Does a spell that deals persistent damage allow you to use the Energy Fusion metamagic feat

featsmetamagicpathfinder-2espells

Blistering Invective deals persistent damage:

Your words deal 2d6 persistent fire damage, and the target must attempt a Will save.

Energy Fusion adds a different damage type to a spell that deals energy damage:

If the next action you use is to Cast a Spell that deals acid, cold, electricity, fire, or sonic damage, select a non-cantrip spell in your spell repertoire that deals a different type of energy damage from that list, and expend an additional spell slot of the same level as this secondary spell.

Do these work together?

Best Answer

No, but...

No, as I explain in my answer to the question Medix2 linked in comments, applying the same (seemingly accurate) ruling suggests that the combination does not work.

Specifically, persistent damage is "dealt by" a Condition, not the character that inflicted the Condition. By extension, the spell is not "dealing" damage in the sense that Energy Fusion implies; it would be different if blistering invective had a duration over which it did damage instead of being the Condition persistent damage.
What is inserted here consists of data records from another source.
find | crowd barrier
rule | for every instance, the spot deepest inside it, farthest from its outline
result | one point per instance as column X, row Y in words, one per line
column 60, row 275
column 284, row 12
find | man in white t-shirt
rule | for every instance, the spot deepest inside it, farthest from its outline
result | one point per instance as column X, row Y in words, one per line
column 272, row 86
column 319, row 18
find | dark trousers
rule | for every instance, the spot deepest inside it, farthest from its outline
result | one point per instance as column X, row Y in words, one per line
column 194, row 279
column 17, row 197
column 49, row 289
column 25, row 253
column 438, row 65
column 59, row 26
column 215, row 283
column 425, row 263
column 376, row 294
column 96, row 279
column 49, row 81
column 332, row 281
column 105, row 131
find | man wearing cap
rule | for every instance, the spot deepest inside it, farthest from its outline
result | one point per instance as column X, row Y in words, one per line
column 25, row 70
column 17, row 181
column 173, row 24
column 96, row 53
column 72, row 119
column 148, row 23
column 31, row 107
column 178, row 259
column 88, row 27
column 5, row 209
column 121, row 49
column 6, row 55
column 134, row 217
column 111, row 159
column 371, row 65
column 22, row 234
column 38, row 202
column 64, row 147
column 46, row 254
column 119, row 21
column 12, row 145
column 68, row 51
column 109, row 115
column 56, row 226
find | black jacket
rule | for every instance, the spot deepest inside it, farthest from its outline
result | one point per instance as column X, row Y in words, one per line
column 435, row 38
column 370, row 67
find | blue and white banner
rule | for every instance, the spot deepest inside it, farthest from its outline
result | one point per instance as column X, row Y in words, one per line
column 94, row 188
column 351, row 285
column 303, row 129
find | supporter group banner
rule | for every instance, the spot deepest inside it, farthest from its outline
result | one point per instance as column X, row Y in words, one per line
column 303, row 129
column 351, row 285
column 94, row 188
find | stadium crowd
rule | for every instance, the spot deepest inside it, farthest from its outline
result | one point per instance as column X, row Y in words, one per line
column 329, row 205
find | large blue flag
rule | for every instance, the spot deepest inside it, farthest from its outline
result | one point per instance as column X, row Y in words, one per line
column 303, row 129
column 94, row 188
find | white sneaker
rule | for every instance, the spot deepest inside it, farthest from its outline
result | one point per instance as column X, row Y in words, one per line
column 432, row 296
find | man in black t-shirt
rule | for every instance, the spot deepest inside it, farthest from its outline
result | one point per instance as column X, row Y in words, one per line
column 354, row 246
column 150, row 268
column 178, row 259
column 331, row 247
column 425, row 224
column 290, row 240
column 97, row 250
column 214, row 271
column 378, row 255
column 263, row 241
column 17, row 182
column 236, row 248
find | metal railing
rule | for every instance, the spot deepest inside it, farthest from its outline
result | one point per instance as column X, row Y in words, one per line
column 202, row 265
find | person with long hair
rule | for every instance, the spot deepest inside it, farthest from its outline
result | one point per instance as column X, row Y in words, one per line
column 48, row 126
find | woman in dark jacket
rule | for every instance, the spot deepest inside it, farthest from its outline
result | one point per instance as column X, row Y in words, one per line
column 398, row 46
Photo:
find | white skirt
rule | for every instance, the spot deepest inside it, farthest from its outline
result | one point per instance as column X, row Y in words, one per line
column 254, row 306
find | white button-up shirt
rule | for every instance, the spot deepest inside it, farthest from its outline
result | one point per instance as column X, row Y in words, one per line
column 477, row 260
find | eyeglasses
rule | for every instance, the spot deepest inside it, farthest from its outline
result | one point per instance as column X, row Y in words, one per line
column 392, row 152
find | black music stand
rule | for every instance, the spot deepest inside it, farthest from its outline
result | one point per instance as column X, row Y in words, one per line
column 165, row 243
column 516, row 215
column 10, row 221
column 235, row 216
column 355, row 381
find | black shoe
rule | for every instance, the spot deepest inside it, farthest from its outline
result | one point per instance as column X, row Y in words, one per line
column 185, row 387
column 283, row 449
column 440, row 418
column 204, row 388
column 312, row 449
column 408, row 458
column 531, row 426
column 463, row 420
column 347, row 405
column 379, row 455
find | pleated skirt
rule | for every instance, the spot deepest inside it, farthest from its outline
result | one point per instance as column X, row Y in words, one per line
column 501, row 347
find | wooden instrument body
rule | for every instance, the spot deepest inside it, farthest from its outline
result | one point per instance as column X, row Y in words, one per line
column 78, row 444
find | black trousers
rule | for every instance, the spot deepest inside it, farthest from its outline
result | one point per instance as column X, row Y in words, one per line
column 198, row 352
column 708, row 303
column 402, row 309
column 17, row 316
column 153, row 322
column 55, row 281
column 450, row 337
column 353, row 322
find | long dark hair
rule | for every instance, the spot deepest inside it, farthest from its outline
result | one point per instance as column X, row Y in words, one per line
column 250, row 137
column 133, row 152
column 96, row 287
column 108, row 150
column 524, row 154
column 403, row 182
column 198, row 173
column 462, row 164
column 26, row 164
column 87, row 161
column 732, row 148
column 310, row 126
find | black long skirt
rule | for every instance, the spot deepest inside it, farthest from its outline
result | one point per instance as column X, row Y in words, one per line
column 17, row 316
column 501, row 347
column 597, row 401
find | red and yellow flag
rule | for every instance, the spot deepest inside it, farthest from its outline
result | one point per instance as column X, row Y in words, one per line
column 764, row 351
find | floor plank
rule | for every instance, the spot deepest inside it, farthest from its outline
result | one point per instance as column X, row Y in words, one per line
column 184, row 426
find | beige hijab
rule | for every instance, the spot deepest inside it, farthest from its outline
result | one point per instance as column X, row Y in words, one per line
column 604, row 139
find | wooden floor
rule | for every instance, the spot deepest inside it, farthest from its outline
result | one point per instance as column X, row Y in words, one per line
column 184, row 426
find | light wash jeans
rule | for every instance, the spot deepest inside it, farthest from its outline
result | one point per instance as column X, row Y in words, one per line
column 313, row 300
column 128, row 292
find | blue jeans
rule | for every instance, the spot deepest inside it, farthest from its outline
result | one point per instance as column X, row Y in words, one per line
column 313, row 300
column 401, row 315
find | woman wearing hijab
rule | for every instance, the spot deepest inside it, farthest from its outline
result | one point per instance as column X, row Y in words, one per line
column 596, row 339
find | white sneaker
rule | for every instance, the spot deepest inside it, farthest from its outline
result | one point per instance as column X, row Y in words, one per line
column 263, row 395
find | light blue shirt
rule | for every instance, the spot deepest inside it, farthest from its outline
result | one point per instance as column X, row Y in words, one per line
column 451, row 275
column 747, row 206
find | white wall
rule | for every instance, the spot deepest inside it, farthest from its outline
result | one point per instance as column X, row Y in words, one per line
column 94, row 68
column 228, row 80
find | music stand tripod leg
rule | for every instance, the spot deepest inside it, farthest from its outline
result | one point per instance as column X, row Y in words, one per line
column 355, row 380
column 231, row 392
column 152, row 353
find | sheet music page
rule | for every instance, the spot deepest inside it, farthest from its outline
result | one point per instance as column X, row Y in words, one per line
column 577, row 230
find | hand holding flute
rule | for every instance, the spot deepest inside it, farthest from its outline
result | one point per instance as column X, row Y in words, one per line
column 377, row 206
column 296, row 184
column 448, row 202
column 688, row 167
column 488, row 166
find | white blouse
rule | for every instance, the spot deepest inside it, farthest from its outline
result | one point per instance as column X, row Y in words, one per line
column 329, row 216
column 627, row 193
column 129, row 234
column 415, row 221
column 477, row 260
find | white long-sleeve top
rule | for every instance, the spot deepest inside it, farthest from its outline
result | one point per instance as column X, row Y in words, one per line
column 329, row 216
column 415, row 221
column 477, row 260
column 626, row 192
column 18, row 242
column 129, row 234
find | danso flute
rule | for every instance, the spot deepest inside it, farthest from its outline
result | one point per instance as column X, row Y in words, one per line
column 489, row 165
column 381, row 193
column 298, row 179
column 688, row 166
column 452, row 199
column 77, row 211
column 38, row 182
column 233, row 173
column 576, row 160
But... this is something a GM could easily rule the other way on. It will increase the effectiveness of Energy Fusion a bit (I believe the "expected" duration on persistent damage is approximately three ticks) at the 'cost' of using less up-front damage. A 4th level blistering invective does 4d6 damage to 3 creatures whereas a 4th level fireball (ye olde go-to for spell damage comparison) does 8d6 to everything in a 20ft radius. It takes a second round for BI to catch up in damage assuming fireball only hit 3 targets.

However, GM's should take care as there are other spells that trigger persistent damage, and it's possible that, depending on group composition and enemy types/density/etc., adding sometimes 2-4+ times the bonus damage from Energy Fusion (in addition to the non-damage effects of such spells) could cause issues with spells hitting well above their weight.